Des malwares faciles à créer selon les chercheurs
Pour montrer à quel point l’ensemble peut être fragile, les chercheurs ont mis au point un malware déguisé sous forme d’application se proposant de rendre un service assez utile : indiquer les niveaux de batterie de tous les appareils détectés. Si l’utilisateur accepte, le malware obtient alors le droit d’effectuer certaines actions, dont l’ouverture des serrures connectées. Sur les 499 applications proposées, 210 (42 %) sont susceptibles d’être détournées de leur objectif premier selon les chercheurs (les questions figurent dans l’appendice C du rapport).
En se servant d’une autre faille accordant trop de privilèges à une application, ils ont pu également développer une porte dérobée dans un autre téléchargement, via un problème de gestion des jetons OAuth. Qu’il s’agisse de cette variante ou de la précédente, une attaque demandera dans tous les cas une action de la part de l’utilisateur. Ce qui n’a rien d’un problème pour les chercheurs : il suffit simplement que l’action ait l’air de rendre service et paraisse tout à fait authentique. Ils ont d’ailleurs interrogé 22 utilisateurs des solutions SmartThings, 20 d’entre eux ayant répondu qu’ils laisseraient une application gérant la batterie demander l’autorisation d’accès à une serrure.
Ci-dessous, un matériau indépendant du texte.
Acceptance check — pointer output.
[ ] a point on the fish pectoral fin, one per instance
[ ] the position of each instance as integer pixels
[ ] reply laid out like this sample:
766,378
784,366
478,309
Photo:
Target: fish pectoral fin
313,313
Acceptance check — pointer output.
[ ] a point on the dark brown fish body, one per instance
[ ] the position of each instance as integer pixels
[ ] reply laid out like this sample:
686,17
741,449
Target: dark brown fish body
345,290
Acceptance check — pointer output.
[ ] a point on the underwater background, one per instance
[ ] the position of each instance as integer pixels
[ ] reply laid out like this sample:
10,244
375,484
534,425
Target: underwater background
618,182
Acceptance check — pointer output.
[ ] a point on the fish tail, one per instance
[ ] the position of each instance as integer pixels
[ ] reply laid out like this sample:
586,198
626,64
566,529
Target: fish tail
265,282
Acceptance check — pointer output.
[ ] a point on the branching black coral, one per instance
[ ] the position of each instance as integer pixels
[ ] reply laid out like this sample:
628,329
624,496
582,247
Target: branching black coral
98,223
Un problème « éducatif » dans la mesure où de nombreux utilisateurs n’ont pas les connaissances nécessaires pour apprécier pleinement la dangerosité d’une situation. Et pourquoi le feraient-ils ? La plupart des produits liés à l’informatique sont travaillés pour les rendre simples d’accès et donc utilisables par le premier venu. Une intention parfaitement louable – la simplicité est une composante de l’efficacité – mais qui endort la méfiance. Or, en matière de domotique et de maison connectée, il faut clairement faire attention.
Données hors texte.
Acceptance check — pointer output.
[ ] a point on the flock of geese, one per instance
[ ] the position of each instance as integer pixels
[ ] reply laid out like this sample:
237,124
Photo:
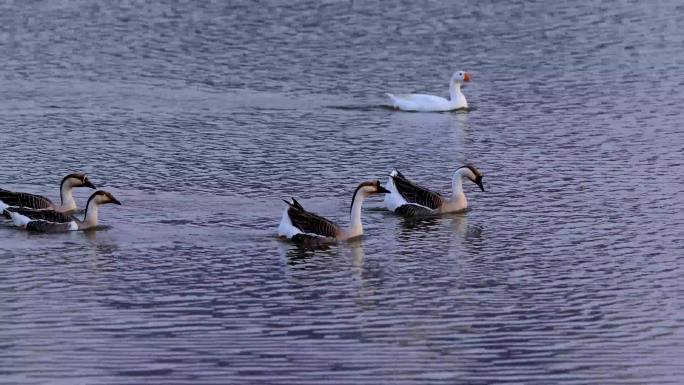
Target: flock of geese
38,213
402,196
Une documentation mise à jour pour mieux guider les développeurs
Pour SmartThings cependant, la situation n’a rien de catastrophique. Dans une réponse donnée à The Verge, l’entreprise indique ainsi : « Les vulnérabilités potentielles du rapport reposent essentiellement sur deux scénarios : l’installation d’une SmartApp malveillante ou l’échec de développeurs tiers à suivre les lignes de conduite de SmartThings sur la manière de garder le code sécurisé ».
Cela étant, l’entreprise n’est pas restée non plus les bras croisés : « À la suite de ce rapport, nous avons mis à jour notre documentation pour fournir aux développeurs des guides de sécurité encore meilleurs ». Le signe indubitable qu’il y avait donc de la place pour des améliorations. SmartThings indique cependant qu’aucune SmartApp ne peut se retrouver proposée sans avoir subi toute une batterie de tests de sécurité (réponse de l’entreprise en appendice D).
Des technologies encore jeunes
Les chercheurs indiquent que le concept même de maison connectée n’en est globalement qu’à ses débuts et que les clients actuels font un peu figure de « testeurs ». Il existe aussi bien selon des problèmes d’éducation auprès des utilisateurs que de sécurité plus profonde dans le framework général, c’est-à-dire l’infrastructure qui permet aux objets de se reconnaître et de communiquer. « Les risques sont significatifs, et il est peu probable qu’ils soient réglés par de simples correctifs de sécurité ».
Quoi qu’il en soit, les chercheurs indiquent en fin de rapport que toutes les failles et l’ensemble des autres problèmes ont été communiqués à SmartThings en décembre dernier. Il leur a été répondu un mois plus tard que la situation serait examinée de près, le souci des jetons OAuth devant normalement avoir été réglé courant avril.